Enthusiasm is a quality that all true scientists possess, but not all express. Yet without the magic of enthusiasm the natural history movement could never have captured the heads and heards of the British people, making scientists of amateurs and amateurs of scientists.
One of the many agreeable qualities of Wild Flowers is the way in which it retains the freshness and sense of wonder of the beginner. Dr. Gilmour is the botanical editor of this series, and we are fortunate that both he and Mr Walters, his able and learned colleague at Cambridge, have not forgotten their first excitements, difficulties, mistakes and triumphs.
Indeed, the purpose of this book is to supply an introduction to British wild flowers for those who (though keen and interested) may feel in need of guidance. Readers will also find that Wild Flowers succeeds in far more than this, since, with its accent on history, ecology and the communities of plants, it makes a really important contribution to the understanding of our flora, not only by the general naturalist but by those working in other fields of natural history.
The writers also lay great stress on the part that amateurs can play in building up the scientific knowledge of our plants.

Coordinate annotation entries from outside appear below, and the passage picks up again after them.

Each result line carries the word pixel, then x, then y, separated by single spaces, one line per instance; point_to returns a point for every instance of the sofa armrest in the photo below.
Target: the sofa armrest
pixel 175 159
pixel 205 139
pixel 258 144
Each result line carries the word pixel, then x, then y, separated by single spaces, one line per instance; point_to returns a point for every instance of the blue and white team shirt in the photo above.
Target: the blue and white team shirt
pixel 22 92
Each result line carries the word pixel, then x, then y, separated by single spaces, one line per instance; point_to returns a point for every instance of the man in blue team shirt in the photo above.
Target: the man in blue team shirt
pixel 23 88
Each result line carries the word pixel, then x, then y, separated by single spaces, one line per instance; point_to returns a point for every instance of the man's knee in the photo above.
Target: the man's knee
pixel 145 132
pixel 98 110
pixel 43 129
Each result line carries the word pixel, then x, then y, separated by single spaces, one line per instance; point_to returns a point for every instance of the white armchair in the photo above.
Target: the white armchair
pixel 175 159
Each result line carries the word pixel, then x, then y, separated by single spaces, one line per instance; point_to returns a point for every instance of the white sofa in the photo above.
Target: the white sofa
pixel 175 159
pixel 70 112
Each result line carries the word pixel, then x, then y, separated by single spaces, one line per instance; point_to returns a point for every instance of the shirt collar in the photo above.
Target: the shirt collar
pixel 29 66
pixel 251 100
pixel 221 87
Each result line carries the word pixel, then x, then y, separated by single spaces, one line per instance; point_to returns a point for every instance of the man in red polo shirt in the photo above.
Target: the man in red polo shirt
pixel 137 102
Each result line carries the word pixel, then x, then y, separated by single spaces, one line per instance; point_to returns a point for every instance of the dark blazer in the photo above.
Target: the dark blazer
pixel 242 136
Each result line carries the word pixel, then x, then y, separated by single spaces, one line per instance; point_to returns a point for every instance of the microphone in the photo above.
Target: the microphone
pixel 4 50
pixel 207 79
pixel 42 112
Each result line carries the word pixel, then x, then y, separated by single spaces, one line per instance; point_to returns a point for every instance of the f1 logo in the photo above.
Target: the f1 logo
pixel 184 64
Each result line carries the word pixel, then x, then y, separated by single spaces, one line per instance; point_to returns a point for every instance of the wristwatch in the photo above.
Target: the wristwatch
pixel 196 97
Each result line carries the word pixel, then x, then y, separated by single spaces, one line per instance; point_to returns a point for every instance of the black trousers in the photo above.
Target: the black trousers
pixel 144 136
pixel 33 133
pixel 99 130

In addition, their account of the history of British field botany is probably the best of its kind yet written and there are numerous and apposite quotations from the poets, a surprising number of whom also appear to have been botanists.
Wild Flowers will help many take a broader and deeper view of what is meant by the subtitle ‘Botanising in Britain.’ No longer is botany a remote and mysterious science protected from the intelligent public by a stuffy network of private language.